Sulla sostenibilità l’idea è chiara (e ricorrente, nell’industria dell’energia): oltre a biocarburanti e rinnovabili, bisogna puntare anche alla sostenibilità sociale. “Se privilegiassimo solo l’elettricità prodotta da fonti rinnovabili ci sarebbe una limitazione della libertà di circolazione” di chi un mezzo elettrico non può permetterselo, o non ha un’infrastruttura di ricarica a disposizione, dice Costantino. “Si deve investire tanto sulla ricerca, ma rispettando un principio per noi fondamentale: la neutralità tecnologica. Prevediamo uno scenario futuro energetico caratterizzato da una diversificazione di fonti a basso impatto carbonico, in cui ogni tecnologia avrà pari opportunità per apportare il proprio contributo, comprese le fonti fossili di cui sarà garantita anche la sostenibilità ambientale”.

Anche Elena Scuncio ha un profilo inusuale per il settore: è arrivata in azienda 5 anni fa da ingegnere biomedico. Il filo conduttore è stata l’analisi dei dati: prima quelli relativi alle cellule, oggi quelli del venduto. “La cosa più bella è il senso di comunità. I rapporti che si creano vanno al di là delle otto ore lavorative”. Il suo percorso Scuncio lo ha raccontato anche durante gli eventi interni dell’azienda, dove intervengono anche diversi speaker esterni. In sede c’è anche una mini-arena (con un mega-schermo) per le riunioni e i corsi di formazione e gli eventi più importanti. L’argomento, in quel caso, era quello del percorso delle donne nel campo scientifico e tecnologico. I numeri, a livello nazionale, raccontano un gap di genere perenne, “ma io non ho mai avuto la sensazione di essere lasciata indietro, non mi sono mai sentita limitata, e anche in quell’occasione ho potuto raccontare la mia storia”, dice Scuncio.
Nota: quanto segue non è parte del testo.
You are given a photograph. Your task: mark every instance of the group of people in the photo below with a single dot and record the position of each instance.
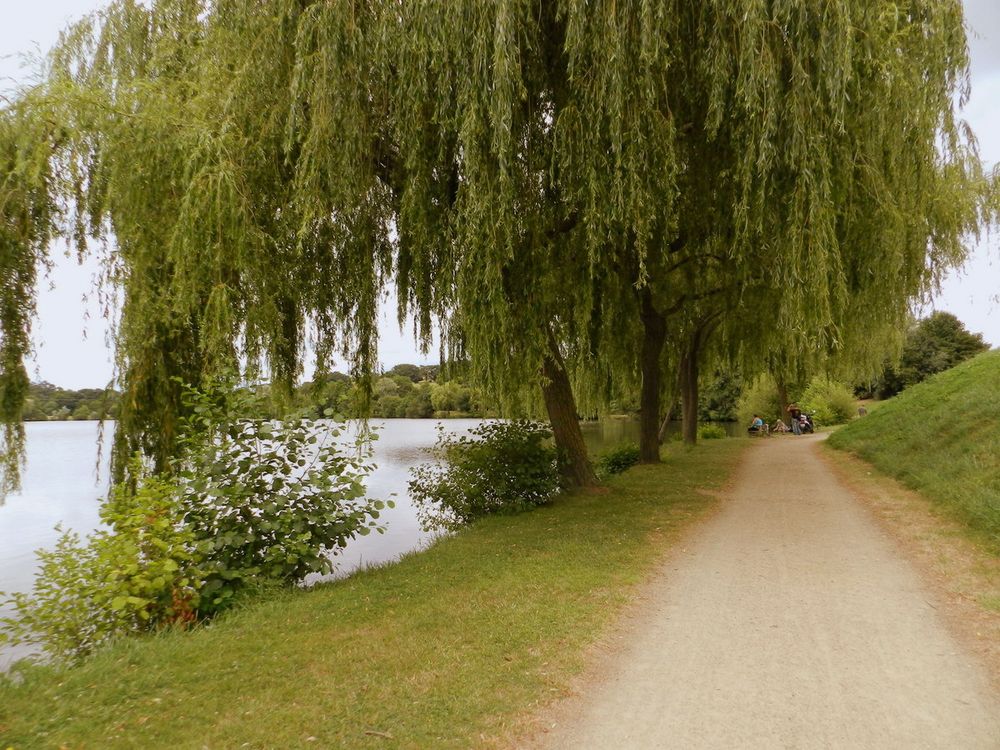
(799, 422)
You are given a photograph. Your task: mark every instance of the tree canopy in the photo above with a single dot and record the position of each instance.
(575, 192)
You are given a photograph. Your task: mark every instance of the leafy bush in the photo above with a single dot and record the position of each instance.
(761, 398)
(140, 575)
(711, 432)
(272, 501)
(828, 401)
(499, 468)
(618, 459)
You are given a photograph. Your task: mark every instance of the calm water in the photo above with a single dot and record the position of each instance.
(62, 485)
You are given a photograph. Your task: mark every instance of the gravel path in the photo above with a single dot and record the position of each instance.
(788, 621)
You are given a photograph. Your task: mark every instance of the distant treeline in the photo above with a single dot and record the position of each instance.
(49, 402)
(405, 391)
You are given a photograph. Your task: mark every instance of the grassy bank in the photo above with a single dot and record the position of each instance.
(942, 438)
(445, 649)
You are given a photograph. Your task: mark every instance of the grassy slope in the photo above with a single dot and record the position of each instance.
(444, 649)
(942, 438)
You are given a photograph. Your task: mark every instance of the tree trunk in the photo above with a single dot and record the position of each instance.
(668, 415)
(782, 399)
(561, 407)
(654, 334)
(689, 391)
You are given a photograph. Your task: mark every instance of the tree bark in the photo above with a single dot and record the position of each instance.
(574, 465)
(654, 334)
(782, 398)
(689, 391)
(671, 402)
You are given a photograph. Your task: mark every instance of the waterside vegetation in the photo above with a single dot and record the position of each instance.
(447, 648)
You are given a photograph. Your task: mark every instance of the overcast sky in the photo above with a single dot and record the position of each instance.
(70, 333)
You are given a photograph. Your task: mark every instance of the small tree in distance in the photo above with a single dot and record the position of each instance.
(934, 344)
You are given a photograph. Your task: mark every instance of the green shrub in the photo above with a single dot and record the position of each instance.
(761, 398)
(499, 468)
(828, 401)
(141, 574)
(273, 501)
(618, 459)
(711, 432)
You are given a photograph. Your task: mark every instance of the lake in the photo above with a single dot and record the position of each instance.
(62, 484)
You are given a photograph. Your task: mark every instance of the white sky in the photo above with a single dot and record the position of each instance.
(70, 333)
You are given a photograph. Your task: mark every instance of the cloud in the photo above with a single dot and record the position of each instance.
(982, 17)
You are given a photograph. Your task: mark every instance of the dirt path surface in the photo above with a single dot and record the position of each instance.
(789, 621)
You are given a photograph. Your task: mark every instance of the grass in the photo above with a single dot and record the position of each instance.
(942, 438)
(448, 648)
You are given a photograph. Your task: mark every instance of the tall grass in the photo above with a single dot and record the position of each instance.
(942, 438)
(441, 650)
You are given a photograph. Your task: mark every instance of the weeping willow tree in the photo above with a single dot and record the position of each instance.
(27, 225)
(822, 183)
(560, 186)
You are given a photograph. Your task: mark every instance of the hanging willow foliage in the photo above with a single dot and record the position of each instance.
(524, 172)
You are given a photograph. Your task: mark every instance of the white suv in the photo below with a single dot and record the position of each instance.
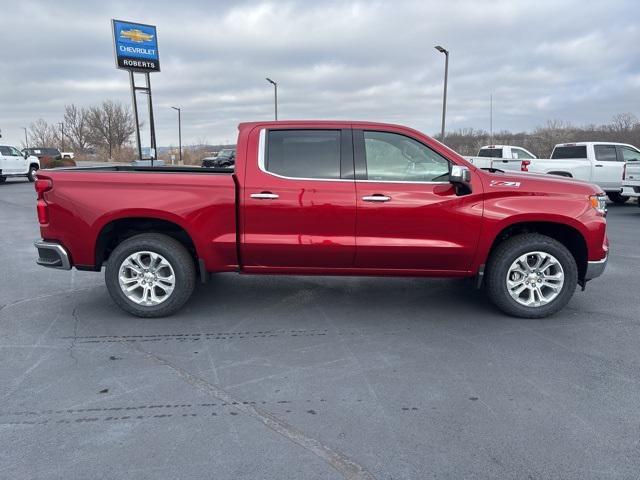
(14, 164)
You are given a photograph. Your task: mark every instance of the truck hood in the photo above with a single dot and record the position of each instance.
(538, 183)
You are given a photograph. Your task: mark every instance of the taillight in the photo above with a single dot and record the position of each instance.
(43, 185)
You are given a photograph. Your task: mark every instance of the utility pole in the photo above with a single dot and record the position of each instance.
(275, 92)
(491, 119)
(62, 134)
(179, 134)
(444, 98)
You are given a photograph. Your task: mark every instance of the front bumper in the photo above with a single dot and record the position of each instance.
(595, 269)
(52, 255)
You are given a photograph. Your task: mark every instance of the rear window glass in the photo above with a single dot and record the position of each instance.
(304, 153)
(577, 151)
(605, 153)
(490, 152)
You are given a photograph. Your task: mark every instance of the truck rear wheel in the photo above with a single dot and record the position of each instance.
(150, 275)
(531, 276)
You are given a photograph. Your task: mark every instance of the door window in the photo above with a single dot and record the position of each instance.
(629, 154)
(397, 158)
(304, 153)
(605, 153)
(520, 154)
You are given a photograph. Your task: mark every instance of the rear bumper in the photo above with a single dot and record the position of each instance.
(52, 255)
(595, 269)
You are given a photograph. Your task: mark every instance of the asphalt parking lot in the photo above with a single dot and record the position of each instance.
(314, 377)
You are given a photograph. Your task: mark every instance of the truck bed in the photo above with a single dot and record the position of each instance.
(84, 203)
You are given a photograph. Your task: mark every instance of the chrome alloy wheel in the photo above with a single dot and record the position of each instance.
(535, 279)
(146, 278)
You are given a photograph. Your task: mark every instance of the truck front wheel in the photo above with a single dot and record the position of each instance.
(531, 276)
(150, 275)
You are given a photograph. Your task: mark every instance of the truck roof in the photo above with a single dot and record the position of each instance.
(575, 144)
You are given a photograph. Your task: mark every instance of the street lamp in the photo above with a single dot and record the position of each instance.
(62, 134)
(275, 91)
(444, 99)
(179, 134)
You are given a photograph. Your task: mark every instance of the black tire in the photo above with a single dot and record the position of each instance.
(33, 170)
(617, 198)
(507, 252)
(176, 255)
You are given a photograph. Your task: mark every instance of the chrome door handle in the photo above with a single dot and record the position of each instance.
(265, 196)
(376, 198)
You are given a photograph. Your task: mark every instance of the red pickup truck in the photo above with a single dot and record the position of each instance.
(328, 198)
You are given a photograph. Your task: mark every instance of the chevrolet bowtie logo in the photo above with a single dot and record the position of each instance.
(136, 35)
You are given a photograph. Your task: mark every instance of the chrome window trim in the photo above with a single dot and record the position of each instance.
(262, 148)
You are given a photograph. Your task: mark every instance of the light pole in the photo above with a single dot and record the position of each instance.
(444, 98)
(62, 134)
(275, 92)
(179, 134)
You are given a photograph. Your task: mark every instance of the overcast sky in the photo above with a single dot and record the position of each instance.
(577, 61)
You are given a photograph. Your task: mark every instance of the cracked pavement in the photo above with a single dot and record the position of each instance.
(314, 377)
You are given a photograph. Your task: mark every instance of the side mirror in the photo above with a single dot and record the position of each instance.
(460, 177)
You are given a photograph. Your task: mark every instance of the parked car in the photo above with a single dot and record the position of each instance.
(631, 178)
(13, 163)
(329, 198)
(601, 163)
(493, 156)
(226, 158)
(49, 157)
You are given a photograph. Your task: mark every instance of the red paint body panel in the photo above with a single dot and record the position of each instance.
(317, 226)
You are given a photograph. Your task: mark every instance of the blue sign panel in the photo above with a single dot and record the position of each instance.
(136, 46)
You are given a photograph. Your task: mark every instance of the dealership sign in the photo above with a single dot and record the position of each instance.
(136, 46)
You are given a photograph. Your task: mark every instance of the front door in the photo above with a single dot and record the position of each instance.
(409, 215)
(298, 201)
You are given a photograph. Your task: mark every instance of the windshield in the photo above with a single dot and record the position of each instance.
(575, 151)
(490, 152)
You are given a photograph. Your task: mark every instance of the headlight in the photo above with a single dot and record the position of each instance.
(599, 202)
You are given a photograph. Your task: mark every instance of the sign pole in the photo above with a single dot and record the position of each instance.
(135, 112)
(154, 155)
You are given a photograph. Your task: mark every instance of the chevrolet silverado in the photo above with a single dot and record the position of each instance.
(327, 198)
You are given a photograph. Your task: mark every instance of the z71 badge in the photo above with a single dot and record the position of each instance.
(504, 183)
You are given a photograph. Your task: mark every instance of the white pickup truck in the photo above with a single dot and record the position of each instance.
(494, 156)
(631, 179)
(15, 164)
(601, 163)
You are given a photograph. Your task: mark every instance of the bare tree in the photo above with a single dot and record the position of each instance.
(42, 134)
(76, 122)
(111, 126)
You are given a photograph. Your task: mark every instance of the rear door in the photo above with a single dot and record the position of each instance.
(299, 206)
(607, 167)
(10, 164)
(409, 216)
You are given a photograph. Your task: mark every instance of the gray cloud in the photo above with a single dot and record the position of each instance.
(363, 60)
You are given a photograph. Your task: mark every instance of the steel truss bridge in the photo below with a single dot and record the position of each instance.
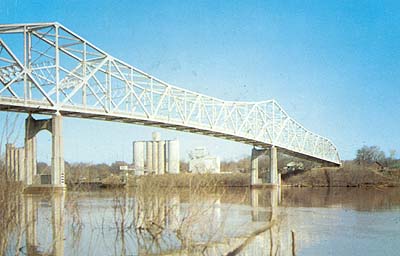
(46, 68)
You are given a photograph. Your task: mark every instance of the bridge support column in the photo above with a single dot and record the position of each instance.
(57, 159)
(273, 177)
(32, 127)
(161, 157)
(254, 167)
(30, 149)
(149, 156)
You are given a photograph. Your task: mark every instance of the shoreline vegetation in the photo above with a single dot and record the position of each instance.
(347, 176)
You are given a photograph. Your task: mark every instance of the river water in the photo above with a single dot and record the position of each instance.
(292, 221)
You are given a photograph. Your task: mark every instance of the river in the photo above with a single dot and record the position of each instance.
(240, 221)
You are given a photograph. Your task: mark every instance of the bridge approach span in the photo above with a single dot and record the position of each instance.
(47, 69)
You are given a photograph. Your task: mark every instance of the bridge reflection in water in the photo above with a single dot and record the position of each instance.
(122, 223)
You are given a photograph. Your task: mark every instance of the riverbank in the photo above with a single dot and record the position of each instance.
(346, 176)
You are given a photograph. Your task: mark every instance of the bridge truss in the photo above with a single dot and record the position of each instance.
(46, 68)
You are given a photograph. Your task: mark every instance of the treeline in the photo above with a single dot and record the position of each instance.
(373, 154)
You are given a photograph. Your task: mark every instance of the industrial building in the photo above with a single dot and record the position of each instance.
(156, 156)
(202, 162)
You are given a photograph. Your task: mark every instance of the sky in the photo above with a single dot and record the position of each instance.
(334, 66)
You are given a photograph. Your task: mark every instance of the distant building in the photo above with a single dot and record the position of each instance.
(294, 166)
(202, 162)
(156, 156)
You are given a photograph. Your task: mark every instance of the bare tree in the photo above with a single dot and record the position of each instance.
(369, 154)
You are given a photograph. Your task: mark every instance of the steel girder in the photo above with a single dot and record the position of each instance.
(46, 68)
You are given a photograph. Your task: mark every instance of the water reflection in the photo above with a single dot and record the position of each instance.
(36, 226)
(218, 222)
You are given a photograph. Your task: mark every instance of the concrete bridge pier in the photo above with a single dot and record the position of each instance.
(32, 128)
(273, 168)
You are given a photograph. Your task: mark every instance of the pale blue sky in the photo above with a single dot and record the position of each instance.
(333, 65)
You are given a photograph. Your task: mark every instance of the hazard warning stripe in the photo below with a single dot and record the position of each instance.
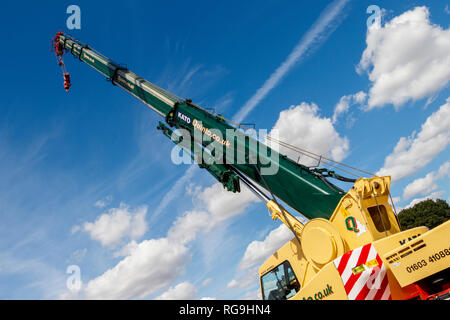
(370, 281)
(360, 282)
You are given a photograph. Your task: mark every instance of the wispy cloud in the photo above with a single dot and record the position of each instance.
(319, 31)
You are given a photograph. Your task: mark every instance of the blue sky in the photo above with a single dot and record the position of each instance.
(86, 179)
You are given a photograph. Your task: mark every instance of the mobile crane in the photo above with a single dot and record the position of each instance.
(352, 247)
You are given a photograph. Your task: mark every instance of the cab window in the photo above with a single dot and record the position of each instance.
(280, 283)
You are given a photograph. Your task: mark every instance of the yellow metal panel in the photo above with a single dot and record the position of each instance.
(418, 259)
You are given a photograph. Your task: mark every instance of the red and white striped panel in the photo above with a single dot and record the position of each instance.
(371, 282)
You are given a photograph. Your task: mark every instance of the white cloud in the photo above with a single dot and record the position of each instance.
(258, 251)
(151, 266)
(182, 291)
(303, 127)
(406, 59)
(78, 255)
(103, 202)
(415, 152)
(110, 228)
(433, 196)
(322, 27)
(154, 264)
(346, 102)
(426, 184)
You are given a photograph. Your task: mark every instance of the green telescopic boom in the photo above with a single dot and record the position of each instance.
(222, 144)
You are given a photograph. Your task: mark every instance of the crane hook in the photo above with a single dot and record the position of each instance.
(58, 48)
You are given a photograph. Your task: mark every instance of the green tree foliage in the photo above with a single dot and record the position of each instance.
(427, 213)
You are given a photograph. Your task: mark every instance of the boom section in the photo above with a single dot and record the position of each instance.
(154, 97)
(304, 189)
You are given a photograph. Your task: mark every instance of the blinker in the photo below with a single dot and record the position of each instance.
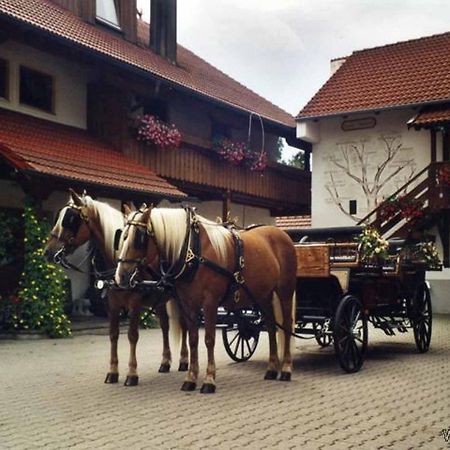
(72, 221)
(117, 237)
(140, 239)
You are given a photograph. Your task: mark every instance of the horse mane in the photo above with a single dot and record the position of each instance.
(110, 220)
(169, 226)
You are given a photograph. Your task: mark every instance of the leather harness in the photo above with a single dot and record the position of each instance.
(190, 259)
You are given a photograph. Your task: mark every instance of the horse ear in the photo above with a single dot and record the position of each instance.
(126, 209)
(76, 198)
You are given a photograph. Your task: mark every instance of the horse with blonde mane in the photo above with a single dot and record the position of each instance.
(84, 219)
(205, 265)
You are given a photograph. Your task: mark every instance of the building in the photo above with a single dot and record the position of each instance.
(380, 127)
(76, 75)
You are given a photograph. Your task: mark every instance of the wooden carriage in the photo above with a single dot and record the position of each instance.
(339, 293)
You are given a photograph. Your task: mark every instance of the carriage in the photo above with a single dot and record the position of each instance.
(339, 293)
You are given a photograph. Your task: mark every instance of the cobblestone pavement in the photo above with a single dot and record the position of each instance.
(53, 396)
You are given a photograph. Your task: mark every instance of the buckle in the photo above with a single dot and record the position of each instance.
(189, 256)
(238, 278)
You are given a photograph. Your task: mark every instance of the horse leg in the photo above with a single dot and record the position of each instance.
(287, 304)
(274, 362)
(184, 354)
(190, 382)
(114, 314)
(133, 337)
(164, 323)
(209, 384)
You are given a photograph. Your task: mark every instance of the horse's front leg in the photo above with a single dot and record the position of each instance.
(164, 324)
(209, 384)
(133, 337)
(190, 382)
(274, 362)
(114, 316)
(184, 353)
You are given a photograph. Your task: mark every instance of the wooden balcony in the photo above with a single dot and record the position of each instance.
(197, 170)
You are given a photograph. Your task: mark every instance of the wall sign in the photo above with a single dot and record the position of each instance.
(358, 124)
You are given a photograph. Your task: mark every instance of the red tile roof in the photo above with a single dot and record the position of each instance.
(431, 115)
(293, 222)
(61, 151)
(192, 72)
(406, 73)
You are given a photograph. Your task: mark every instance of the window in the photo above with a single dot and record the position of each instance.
(3, 79)
(107, 11)
(36, 89)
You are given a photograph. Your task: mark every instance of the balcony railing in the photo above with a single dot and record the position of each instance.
(196, 167)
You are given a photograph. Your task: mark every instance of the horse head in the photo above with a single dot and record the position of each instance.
(136, 249)
(71, 229)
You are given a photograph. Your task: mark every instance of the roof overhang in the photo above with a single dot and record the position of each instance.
(39, 148)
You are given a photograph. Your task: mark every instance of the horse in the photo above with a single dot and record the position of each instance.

Le donne in Q8 (che in Italia ha 712 dipendenti) sono il 12% in più rispetto alla media del settore. E, racconta Costantino, in azienda non esiste un gender pay gap. “Presto implementeremo delle certificazioni sulla parità retributiva”. Dopo un anno alla guida dell’Hr, Costantino dice di aver imparato “che ogni persona rappresenta una dimensione unica alla quale bisogna approcciarsi con rispetto, umiltà e serietà di intenti”. Per questo serve una “leadership autentica centrata sull’empatia e sulla capacità di ascolto”, che Q8 mette in pratica con colloqui diretti e survey, da cui nascono anche iniziative nuove: “Grazie ai sondaggi aziendali abbiamo rafforzato le iniziative di welfare sui caregiver. Abbiamo scoperto che sono moltissimi i colleghi che avevano necessità di questo tipo”. In generale, “i lavoratori sono sempre più attratti da lavori che considerano stimolanti”. Un approccio “empatico” allora è una questione di business. “Contribuisce a rafforzare le leve di attrazione e ritenzione dei talenti”. Capire l’importanza del ‘fattore S’, della sostenibilità sociale parte degli obiettivi Esg, è anche una questione di competitività.